Ademais, Côrtes-Rodrigues, senhor da «severa verdade», escreve que “[a] vida é uma missão nobilíssima que nos cumpre realizar no aranhado limite da nossa existência. Conhecer, amar e servir a Deus eis todo o segredo da humana missão”, mas tal só é possível caso o homem mergulhe na pureza da sua existência mundano-divina. Para tal, o espaço citadino, buliçoso e tentador, não será adequado. Na tranquilidade dos espaços rurais, ao homem, no encontro com a Natureza, suprema criação divina, será facultado o dom da visão. Precisamente por esse motivo questiona: “Como queres conhecer a Deus se és o primeiro a cegar a tua inteligência pelo desvairo do teu orgulho e da tua vaidade?”. Porém, as interrogações retóricas, artifícios perfeitos para atrair o público, intensificam-se quando, continua o discurso, questionando: “Como conhecer a Deus se o negas? E se o não negas pelas tuas palavras, porque o negas pelos teus actos? Porque aquele que diz que crêm em Deus e vive como se Ele não existisse, mente duplamente”. Côrtes-Rodrigues e o seu séquito de pseudónimos revelam por fim que

[n]inguém pode amar sem conhecer. Só quem conhece a Deus o pode amar. Ai de ti que tiveste tempo para estudar todas as literaturas, todas as sciencias, todas as artes, todas as filosofias, para praticares todas as loucuras e para gastares na indiferença as tuas melhores horas e que nunca tiveste um momento tranquilo na tua existência para leres o Evangelho e estudares o Catecismo.

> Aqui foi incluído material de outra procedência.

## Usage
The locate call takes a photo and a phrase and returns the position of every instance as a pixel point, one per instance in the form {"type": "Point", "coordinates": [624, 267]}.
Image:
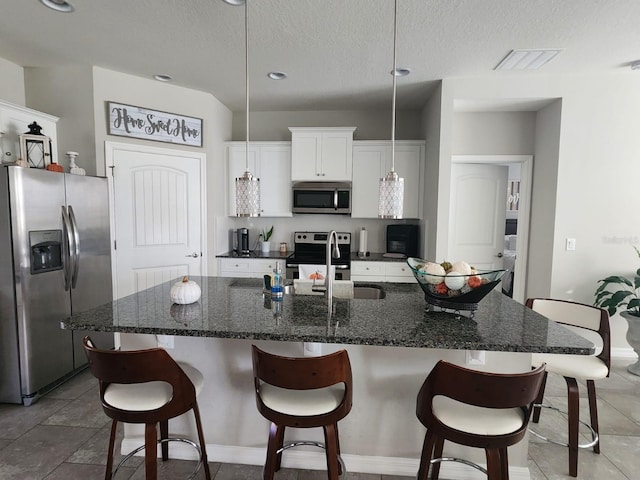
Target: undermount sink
{"type": "Point", "coordinates": [369, 292]}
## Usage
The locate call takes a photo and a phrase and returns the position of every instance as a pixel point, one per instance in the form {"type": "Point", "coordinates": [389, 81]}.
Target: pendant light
{"type": "Point", "coordinates": [391, 198]}
{"type": "Point", "coordinates": [247, 186]}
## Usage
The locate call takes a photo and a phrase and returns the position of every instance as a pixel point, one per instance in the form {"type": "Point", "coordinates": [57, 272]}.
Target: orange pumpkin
{"type": "Point", "coordinates": [55, 167]}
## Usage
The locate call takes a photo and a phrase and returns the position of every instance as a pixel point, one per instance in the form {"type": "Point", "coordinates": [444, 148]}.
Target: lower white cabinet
{"type": "Point", "coordinates": [247, 267]}
{"type": "Point", "coordinates": [271, 163]}
{"type": "Point", "coordinates": [398, 272]}
{"type": "Point", "coordinates": [371, 161]}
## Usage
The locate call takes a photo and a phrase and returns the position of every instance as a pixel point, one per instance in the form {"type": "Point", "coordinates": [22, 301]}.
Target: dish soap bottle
{"type": "Point", "coordinates": [277, 288]}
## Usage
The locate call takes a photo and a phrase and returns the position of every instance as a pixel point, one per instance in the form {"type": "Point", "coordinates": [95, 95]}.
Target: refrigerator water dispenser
{"type": "Point", "coordinates": [45, 247]}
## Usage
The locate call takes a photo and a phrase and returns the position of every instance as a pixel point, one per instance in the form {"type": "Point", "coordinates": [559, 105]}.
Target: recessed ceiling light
{"type": "Point", "coordinates": [163, 78]}
{"type": "Point", "coordinates": [58, 5]}
{"type": "Point", "coordinates": [527, 59]}
{"type": "Point", "coordinates": [277, 75]}
{"type": "Point", "coordinates": [402, 72]}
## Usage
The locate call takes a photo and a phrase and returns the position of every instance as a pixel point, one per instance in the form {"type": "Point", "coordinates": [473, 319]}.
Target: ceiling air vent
{"type": "Point", "coordinates": [527, 59]}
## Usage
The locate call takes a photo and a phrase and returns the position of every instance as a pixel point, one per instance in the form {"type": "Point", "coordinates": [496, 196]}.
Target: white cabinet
{"type": "Point", "coordinates": [248, 267]}
{"type": "Point", "coordinates": [15, 120]}
{"type": "Point", "coordinates": [398, 272]}
{"type": "Point", "coordinates": [271, 163]}
{"type": "Point", "coordinates": [321, 154]}
{"type": "Point", "coordinates": [372, 161]}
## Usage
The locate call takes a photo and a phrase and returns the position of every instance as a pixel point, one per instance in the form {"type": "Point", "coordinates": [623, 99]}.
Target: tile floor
{"type": "Point", "coordinates": [64, 437]}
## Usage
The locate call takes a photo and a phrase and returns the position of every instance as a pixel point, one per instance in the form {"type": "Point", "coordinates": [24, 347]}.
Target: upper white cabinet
{"type": "Point", "coordinates": [371, 161]}
{"type": "Point", "coordinates": [15, 120]}
{"type": "Point", "coordinates": [321, 154]}
{"type": "Point", "coordinates": [271, 163]}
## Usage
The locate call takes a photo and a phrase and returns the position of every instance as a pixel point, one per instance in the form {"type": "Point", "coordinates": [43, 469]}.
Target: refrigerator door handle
{"type": "Point", "coordinates": [76, 248]}
{"type": "Point", "coordinates": [69, 259]}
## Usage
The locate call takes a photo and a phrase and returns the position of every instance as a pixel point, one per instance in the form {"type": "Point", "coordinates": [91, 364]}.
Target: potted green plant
{"type": "Point", "coordinates": [618, 292]}
{"type": "Point", "coordinates": [265, 244]}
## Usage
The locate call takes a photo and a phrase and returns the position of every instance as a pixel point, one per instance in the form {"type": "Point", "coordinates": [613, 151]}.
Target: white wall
{"type": "Point", "coordinates": [118, 87]}
{"type": "Point", "coordinates": [11, 82]}
{"type": "Point", "coordinates": [66, 93]}
{"type": "Point", "coordinates": [371, 124]}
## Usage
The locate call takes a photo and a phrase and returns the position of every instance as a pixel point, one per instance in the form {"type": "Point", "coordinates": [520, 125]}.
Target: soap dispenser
{"type": "Point", "coordinates": [277, 288]}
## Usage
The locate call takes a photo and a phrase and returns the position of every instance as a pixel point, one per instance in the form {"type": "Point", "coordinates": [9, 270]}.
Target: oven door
{"type": "Point", "coordinates": [316, 197]}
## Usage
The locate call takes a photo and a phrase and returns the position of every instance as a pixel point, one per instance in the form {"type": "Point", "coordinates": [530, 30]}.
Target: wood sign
{"type": "Point", "coordinates": [138, 122]}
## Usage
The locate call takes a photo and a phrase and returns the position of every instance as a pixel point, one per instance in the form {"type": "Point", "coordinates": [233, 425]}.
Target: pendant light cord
{"type": "Point", "coordinates": [393, 73]}
{"type": "Point", "coordinates": [246, 76]}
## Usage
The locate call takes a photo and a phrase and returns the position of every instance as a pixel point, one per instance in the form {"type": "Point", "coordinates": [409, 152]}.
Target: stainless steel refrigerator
{"type": "Point", "coordinates": [55, 260]}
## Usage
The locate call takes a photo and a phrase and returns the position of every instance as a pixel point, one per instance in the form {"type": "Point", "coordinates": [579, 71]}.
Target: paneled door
{"type": "Point", "coordinates": [158, 217]}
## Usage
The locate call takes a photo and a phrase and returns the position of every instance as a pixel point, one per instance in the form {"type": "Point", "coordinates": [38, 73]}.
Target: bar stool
{"type": "Point", "coordinates": [584, 320]}
{"type": "Point", "coordinates": [476, 409]}
{"type": "Point", "coordinates": [147, 386]}
{"type": "Point", "coordinates": [303, 393]}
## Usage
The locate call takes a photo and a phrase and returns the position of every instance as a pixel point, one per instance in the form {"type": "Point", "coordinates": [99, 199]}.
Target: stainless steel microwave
{"type": "Point", "coordinates": [322, 197]}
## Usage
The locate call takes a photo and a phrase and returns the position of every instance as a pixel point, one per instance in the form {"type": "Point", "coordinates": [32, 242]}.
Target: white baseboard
{"type": "Point", "coordinates": [315, 460]}
{"type": "Point", "coordinates": [623, 353]}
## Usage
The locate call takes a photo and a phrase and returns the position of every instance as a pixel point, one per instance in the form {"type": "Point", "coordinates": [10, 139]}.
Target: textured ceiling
{"type": "Point", "coordinates": [337, 53]}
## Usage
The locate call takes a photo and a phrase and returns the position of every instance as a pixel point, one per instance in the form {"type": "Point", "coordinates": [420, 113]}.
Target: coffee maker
{"type": "Point", "coordinates": [242, 239]}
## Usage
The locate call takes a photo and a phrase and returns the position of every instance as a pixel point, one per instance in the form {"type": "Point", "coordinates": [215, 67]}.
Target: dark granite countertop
{"type": "Point", "coordinates": [237, 308]}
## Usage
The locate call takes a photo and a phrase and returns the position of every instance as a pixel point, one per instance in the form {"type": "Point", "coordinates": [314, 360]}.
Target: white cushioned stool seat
{"type": "Point", "coordinates": [582, 367]}
{"type": "Point", "coordinates": [477, 420]}
{"type": "Point", "coordinates": [140, 397]}
{"type": "Point", "coordinates": [304, 403]}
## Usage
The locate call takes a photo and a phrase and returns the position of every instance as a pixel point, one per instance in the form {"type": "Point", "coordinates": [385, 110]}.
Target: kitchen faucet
{"type": "Point", "coordinates": [328, 278]}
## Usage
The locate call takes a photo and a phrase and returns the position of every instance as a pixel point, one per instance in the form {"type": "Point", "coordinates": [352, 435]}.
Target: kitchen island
{"type": "Point", "coordinates": [392, 342]}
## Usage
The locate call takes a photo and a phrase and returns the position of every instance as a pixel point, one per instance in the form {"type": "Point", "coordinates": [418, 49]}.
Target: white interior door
{"type": "Point", "coordinates": [478, 211]}
{"type": "Point", "coordinates": [158, 203]}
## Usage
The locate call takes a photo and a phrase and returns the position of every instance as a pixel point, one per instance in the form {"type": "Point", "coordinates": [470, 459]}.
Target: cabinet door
{"type": "Point", "coordinates": [408, 165]}
{"type": "Point", "coordinates": [236, 166]}
{"type": "Point", "coordinates": [369, 163]}
{"type": "Point", "coordinates": [336, 155]}
{"type": "Point", "coordinates": [306, 156]}
{"type": "Point", "coordinates": [275, 180]}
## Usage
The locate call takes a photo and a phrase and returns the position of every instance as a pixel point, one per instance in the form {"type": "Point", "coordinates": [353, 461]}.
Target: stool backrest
{"type": "Point", "coordinates": [580, 315]}
{"type": "Point", "coordinates": [140, 366]}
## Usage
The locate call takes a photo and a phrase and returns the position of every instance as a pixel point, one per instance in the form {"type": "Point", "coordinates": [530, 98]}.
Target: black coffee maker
{"type": "Point", "coordinates": [242, 241]}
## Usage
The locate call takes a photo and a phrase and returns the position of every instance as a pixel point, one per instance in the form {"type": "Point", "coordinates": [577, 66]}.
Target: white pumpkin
{"type": "Point", "coordinates": [185, 292]}
{"type": "Point", "coordinates": [461, 267]}
{"type": "Point", "coordinates": [454, 280]}
{"type": "Point", "coordinates": [436, 270]}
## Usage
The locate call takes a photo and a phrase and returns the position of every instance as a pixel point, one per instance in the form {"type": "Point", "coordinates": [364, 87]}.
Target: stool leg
{"type": "Point", "coordinates": [275, 432]}
{"type": "Point", "coordinates": [573, 397]}
{"type": "Point", "coordinates": [150, 451]}
{"type": "Point", "coordinates": [331, 450]}
{"type": "Point", "coordinates": [494, 469]}
{"type": "Point", "coordinates": [593, 411]}
{"type": "Point", "coordinates": [203, 444]}
{"type": "Point", "coordinates": [164, 433]}
{"type": "Point", "coordinates": [425, 458]}
{"type": "Point", "coordinates": [112, 439]}
{"type": "Point", "coordinates": [504, 463]}
{"type": "Point", "coordinates": [536, 410]}
{"type": "Point", "coordinates": [437, 453]}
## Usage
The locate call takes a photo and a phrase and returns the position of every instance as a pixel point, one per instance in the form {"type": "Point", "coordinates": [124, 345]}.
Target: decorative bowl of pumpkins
{"type": "Point", "coordinates": [457, 286]}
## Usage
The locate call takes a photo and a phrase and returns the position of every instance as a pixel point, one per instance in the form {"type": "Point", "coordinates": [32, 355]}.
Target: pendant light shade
{"type": "Point", "coordinates": [247, 186]}
{"type": "Point", "coordinates": [391, 200]}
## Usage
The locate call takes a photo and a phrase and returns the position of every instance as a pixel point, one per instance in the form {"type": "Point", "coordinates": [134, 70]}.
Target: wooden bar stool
{"type": "Point", "coordinates": [581, 318]}
{"type": "Point", "coordinates": [303, 393]}
{"type": "Point", "coordinates": [476, 409]}
{"type": "Point", "coordinates": [150, 387]}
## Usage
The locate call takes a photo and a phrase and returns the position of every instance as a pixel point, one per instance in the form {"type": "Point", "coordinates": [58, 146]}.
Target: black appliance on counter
{"type": "Point", "coordinates": [309, 248]}
{"type": "Point", "coordinates": [403, 240]}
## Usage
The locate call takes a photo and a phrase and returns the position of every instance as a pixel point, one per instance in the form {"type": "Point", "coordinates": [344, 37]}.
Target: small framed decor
{"type": "Point", "coordinates": [138, 122]}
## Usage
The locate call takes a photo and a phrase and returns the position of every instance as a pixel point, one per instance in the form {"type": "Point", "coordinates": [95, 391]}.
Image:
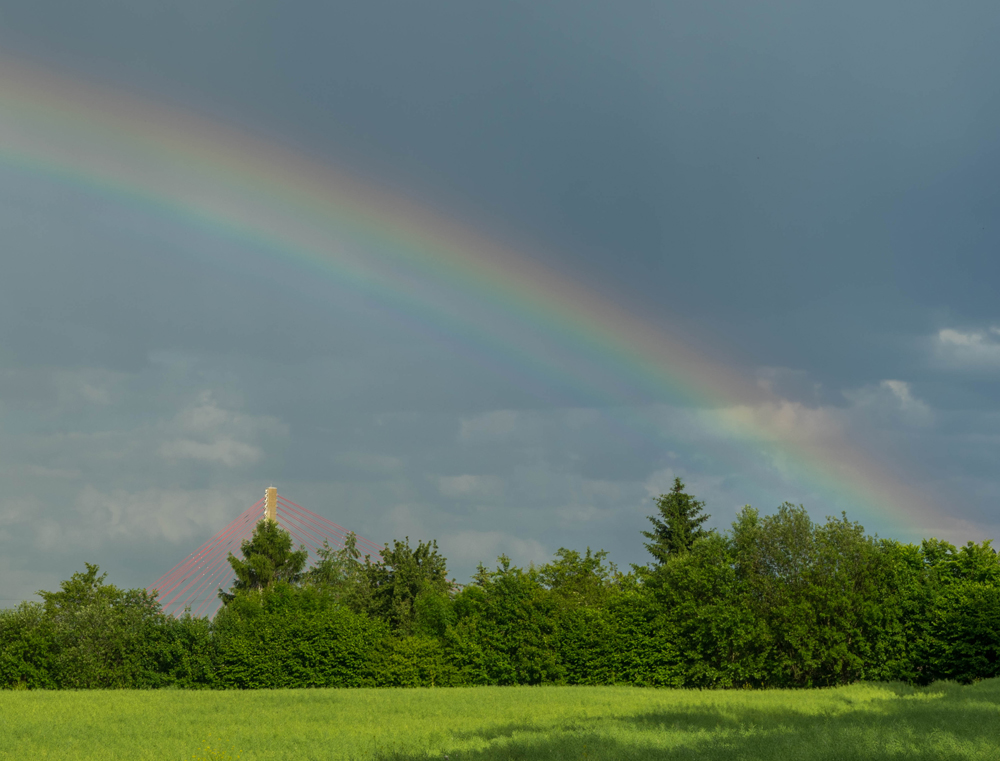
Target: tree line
{"type": "Point", "coordinates": [776, 601]}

Parece-nos ser visível uma preferência pelo ambiente campestre, tranquilo, bucólico, nos diversos registos escritos de Armando Côrtes-Rodrigues, uma tentativa de reconhecer a importância essencial do campo na purificação da alma. A perspetiva recordar-nos-á os textos poéticos de um Cesário Verde extremista, apaixonado pelo sussurro tranquilo e reconfortante do mundo campestre, ocasionalmente dividido entre a vida na cidade e o apego reconhecido ao espaço campesino, mas sem que lhe falte o olhar atento. No número 198 do A Actualidade, na rubrica “Apontamentos dum Estudante”, X, um dos seus criptónimos, refere que “Vamos em progresso […]” e logo apresenta as consequências: “Como transformaram num século, este povo de Lisbôa. Crente, disciplinado […] ahi o temos, agora, malcriado, revolucionário, grevista, bombista, ingovernável. Está fazendo tirocínio para a ditadura do proletariado”(A Actualidade, n. 198:2). As várzeas e os montes, as pastagens e as searas são os espaços privilegiados, espaços que ele desnuda e é

por demais [re]conhecida a riqueza artística do seu verbo, em prosa ou em verso, sempre impregnado de um lirismo traduzido em páginas de amor à terra, ao povo e seus costumes, à simplicidade rural, à Natureza. Na sua escrita convivem harmoniosamente os ruídos campestres, o chilrear dos pássaros, o murmúrio das águas, a rusticidade das vozes humanas, o guincho dos carros de bois, todos fundidos num hino de louvor ao Criador.